Steven Tau
2 minute read
19 Feb 2016
7:00 am

Zuma’s plea ‘too little, too late’

Steven Tau

President asks MPs to ‘behave honourably’ in parliament as members are not doing good to the people who sent them there.

President Jacob Zuma in Parliament. (Photo: GCIS)

While President Jacob Zuma started to say the right things in his reply to the State of the Nation Address (Sona) debate yesterday, analysts agree that it was too little, too late to salvage his credibility.

According to political analyst Andre Duvenhage, Zuma’s apparent appeal for respect in parliament was a successful attempt to define a high moral ground.

Zuma came under severe criticism during this week’s Sona debate, particularly from the DA and EFF, who labeled him an “illegitimate president”.

DA leader Mmusi Maimane said Zuma had distanced himself from the country, and was residing in a place called “Planet Zuma”, while the EFF’s Julius Malema spoke of the president’s previous public controversies.

Asked if Zuma’s approach in responding to his critics would help his image, Duvenhage said: “This drop won’t fill the ocean, because too much damage has already been done to his image.”

According to Duvenhage, it appears the president no longer has executive powers, as his ruling party is now in full control, most likely from Luthuli House.

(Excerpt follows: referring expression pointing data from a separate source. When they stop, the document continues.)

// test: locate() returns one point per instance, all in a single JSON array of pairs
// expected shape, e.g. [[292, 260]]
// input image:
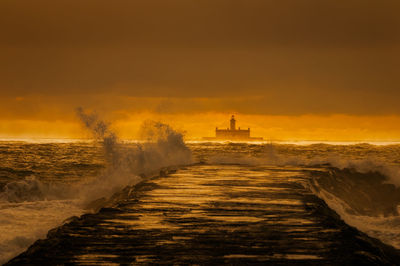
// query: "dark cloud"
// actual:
[[294, 56]]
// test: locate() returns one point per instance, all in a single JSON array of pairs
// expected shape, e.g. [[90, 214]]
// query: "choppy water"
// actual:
[[42, 184]]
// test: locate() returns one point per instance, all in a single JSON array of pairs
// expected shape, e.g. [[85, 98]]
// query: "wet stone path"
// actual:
[[205, 214]]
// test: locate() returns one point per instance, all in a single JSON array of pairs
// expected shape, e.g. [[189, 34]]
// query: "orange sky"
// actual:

However, he believed Zuma should be supported in his plea to MPs to behave in parliament.

“Everyone needs to respect the rules of parliament,” he added.

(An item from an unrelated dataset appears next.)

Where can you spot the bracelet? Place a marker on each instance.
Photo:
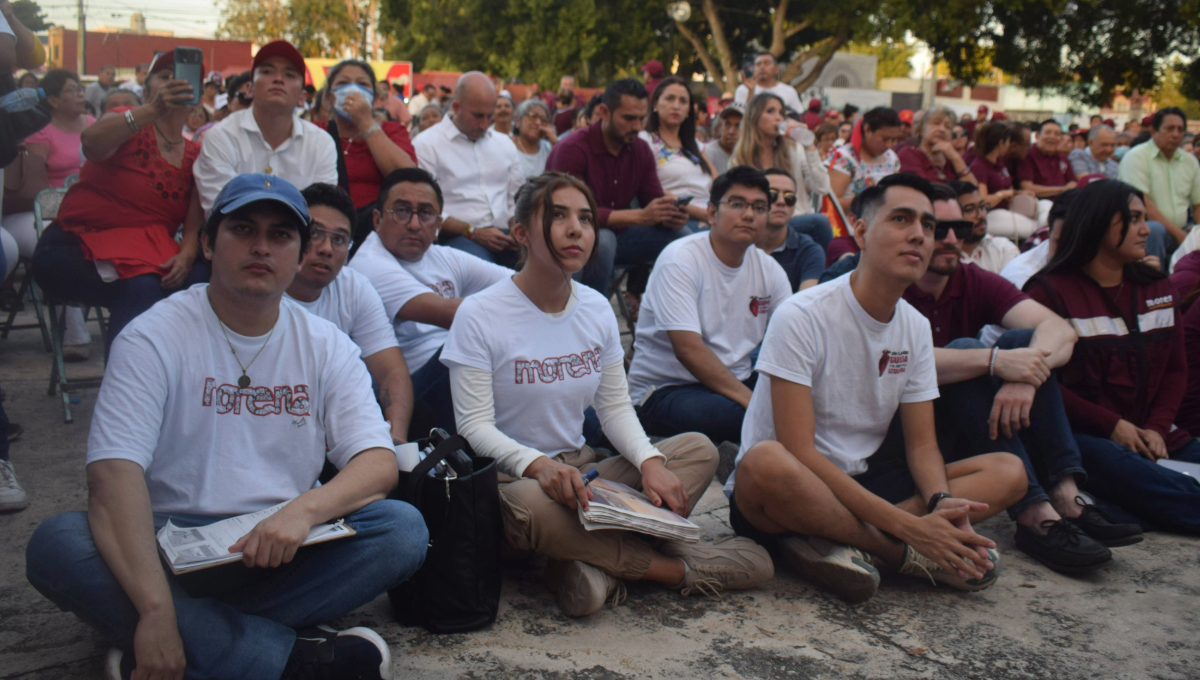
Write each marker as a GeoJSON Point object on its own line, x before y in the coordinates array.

Fellow analyst Elvis Masoga echoed Duvenhage’s sentiments, stressing that it is critically important for every leader of society, including MPs, to conduct themselves in a manner that upholds dignity and respect.

“Yes, we are aware that the president is failing the country in light of his leadership, but that should not become a licence to any MP to hurl personal insults at him, as he is still the president.

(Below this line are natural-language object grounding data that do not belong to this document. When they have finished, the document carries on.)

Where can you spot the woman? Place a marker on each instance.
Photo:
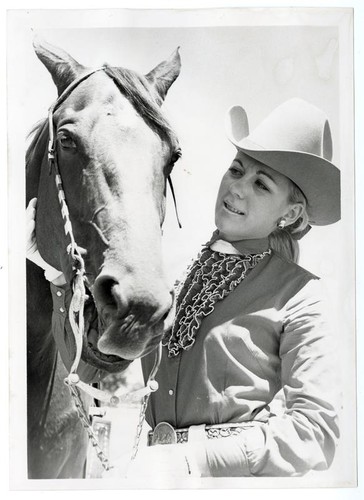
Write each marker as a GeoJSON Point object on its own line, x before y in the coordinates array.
{"type": "Point", "coordinates": [249, 321]}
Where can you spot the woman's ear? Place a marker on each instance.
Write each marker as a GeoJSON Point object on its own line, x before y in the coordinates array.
{"type": "Point", "coordinates": [293, 213]}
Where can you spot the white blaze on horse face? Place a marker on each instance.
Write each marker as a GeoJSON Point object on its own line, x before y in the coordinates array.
{"type": "Point", "coordinates": [123, 197]}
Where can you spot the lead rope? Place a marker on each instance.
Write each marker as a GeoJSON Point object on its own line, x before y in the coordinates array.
{"type": "Point", "coordinates": [76, 311]}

“While the country is trying to deal with the president’s leadership blunders, instead of holding him to account in a respectful manner, MPs are turning the nation into a disgrace,” said Masoga.

In his plea, Zuma said being in parliament was not a means to satisfy one’s own feelings, but to represent the electorate.

“Some of us feel really bad when we see the manner in which we portray ourselves. I think we should change, we are not doing good to the people who sent us here,” said Zuma.

“It’s a matter I believe we need to be united on, then we will have time to agree and to disagree on different issues.

“Let us disagree with respect… it is a plea I am making,” he said.

Zuma said when the EFF left, and his party’s MPs continued disruptions, he became worried.

“We can’t call ourselves honourable while behaving dishonourably… I’m talking to all members of parliament,” he said.